Sembriamo essere gli unici avventori, invece il tempo di ordinare un menù che fa venire l’acquolina in bocca ed i tavoli vengono velocemente occupati da, a quanto sembra abituali, altri clienti.

Il pranzo è stato ottimo, il vino pure. Partiamo per un giro alle marmitte dei giganti (http://www.comune.sarsina.fc.it/turismo/marmitte.htm), delle piccole cascatelle che si trovano nelle immediate vicinanze del paese, lungo il Rio Montalto. Seguendo le indicazioni del ristoratore arriviamo al sentiero che percorriamo in mezzo al bosco, in salita fino ad un rudere di casa contadina, dove una mappa ci spiega che abbiamo sbagliato e dobbiamo tornare sui nostri passi. Quindi giù fino ad una scala di una decina di scalini scavati direttamente nella roccia e poi avanti ancora un centinaio di metri, fino alle cascatelle ed alle “marmitte dei giganti”. Queste vasche scavate nei secoli dal movimento delle pietre fatte rotolare su loro stesse dal movimento dell’acqua, danno a quest’ultima un colore smeraldino intenso e la fanno giocare e correre sulle pareti in una corsa folle fra cascatelle e acrobatiche carambole verso il fondovalle.

Anche i fiori attirano la nostra attenzione: lungo il sentiero spiccano piccole orchidee selvatiche, fiori simili ad astri dal colore violaceo, biancospino in boccio ed una ormai rarissima pianta di pungitopo.
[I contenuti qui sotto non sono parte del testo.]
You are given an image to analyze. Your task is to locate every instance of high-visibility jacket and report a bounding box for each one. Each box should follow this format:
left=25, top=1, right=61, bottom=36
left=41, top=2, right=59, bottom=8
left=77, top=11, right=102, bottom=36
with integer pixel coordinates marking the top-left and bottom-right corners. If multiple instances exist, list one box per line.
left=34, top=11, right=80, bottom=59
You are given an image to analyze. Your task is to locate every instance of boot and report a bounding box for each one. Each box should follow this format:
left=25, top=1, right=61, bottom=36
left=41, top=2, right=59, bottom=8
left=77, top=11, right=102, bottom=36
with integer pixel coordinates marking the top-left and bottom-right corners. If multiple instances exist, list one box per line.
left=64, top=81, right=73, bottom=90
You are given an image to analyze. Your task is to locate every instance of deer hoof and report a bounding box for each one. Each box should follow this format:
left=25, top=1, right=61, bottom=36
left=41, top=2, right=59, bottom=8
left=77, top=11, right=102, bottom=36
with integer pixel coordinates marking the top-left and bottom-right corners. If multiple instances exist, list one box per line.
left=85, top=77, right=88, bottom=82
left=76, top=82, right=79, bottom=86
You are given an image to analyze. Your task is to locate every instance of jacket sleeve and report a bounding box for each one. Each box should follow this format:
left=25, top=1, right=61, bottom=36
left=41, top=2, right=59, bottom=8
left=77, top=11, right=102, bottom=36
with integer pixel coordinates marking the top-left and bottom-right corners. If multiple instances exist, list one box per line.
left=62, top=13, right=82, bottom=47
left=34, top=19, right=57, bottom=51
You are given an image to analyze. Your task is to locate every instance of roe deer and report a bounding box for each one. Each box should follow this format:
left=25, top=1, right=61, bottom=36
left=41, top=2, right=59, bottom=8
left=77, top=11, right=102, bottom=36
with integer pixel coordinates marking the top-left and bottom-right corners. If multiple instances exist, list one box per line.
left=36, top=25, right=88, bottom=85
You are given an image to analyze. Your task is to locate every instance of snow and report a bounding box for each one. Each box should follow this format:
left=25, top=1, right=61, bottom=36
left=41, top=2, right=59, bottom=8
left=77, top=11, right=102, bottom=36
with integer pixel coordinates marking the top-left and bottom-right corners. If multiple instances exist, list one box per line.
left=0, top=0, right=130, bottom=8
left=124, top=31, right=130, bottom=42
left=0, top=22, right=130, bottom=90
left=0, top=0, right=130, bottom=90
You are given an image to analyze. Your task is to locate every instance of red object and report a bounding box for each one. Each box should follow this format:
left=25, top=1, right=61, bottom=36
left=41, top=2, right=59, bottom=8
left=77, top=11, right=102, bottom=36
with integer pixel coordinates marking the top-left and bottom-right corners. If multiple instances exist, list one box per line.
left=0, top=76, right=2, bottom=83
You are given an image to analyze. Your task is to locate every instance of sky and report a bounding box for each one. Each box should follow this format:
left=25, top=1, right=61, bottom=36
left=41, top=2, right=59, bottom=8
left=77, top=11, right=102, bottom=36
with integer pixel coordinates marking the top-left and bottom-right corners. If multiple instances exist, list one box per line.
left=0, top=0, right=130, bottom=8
Torniamo sui nostri passi, attraversiamo la strada ed andiamo a visitare l’altra marmitta dei giganti, un po’ meno suggestiva della precedente, forse perché non in mezzo al bosco ma ai piedi delle abitazioni e di un enorme calanco che sembra doversi sbriciolare da un momento all’altro.

A questo punto ci dirigiamo verso la Chiesa.

Arriviamo alla piazza, ed entriamo a visitare la chiesa angolo per angolo. Casualmente riusciamo ad essere presenti alla cerimonia dell’imposizione del collare di S. Vicinio.

Il collare, composto da due semicerchi di metallo ormai arrugginito, viene posto al collo delle persone che lo richiedono, allo scopo di liberarsi dal male e dal Male, con significato taumaturgico ed esorcistico.

La leggenda narra che Vicinio lo portasse sempre al collo con delle pietre ad appesantirlo. All’interno della chiesa, nella cappella a lui dedicata, dove sono conservate le spoglie del Santo ed il Collare, sono rappresentati i miracoli a lui attribuiti, in vita e non.

La gita a Sarsina è conclusa, si risale in macchina e si ritorna a casa.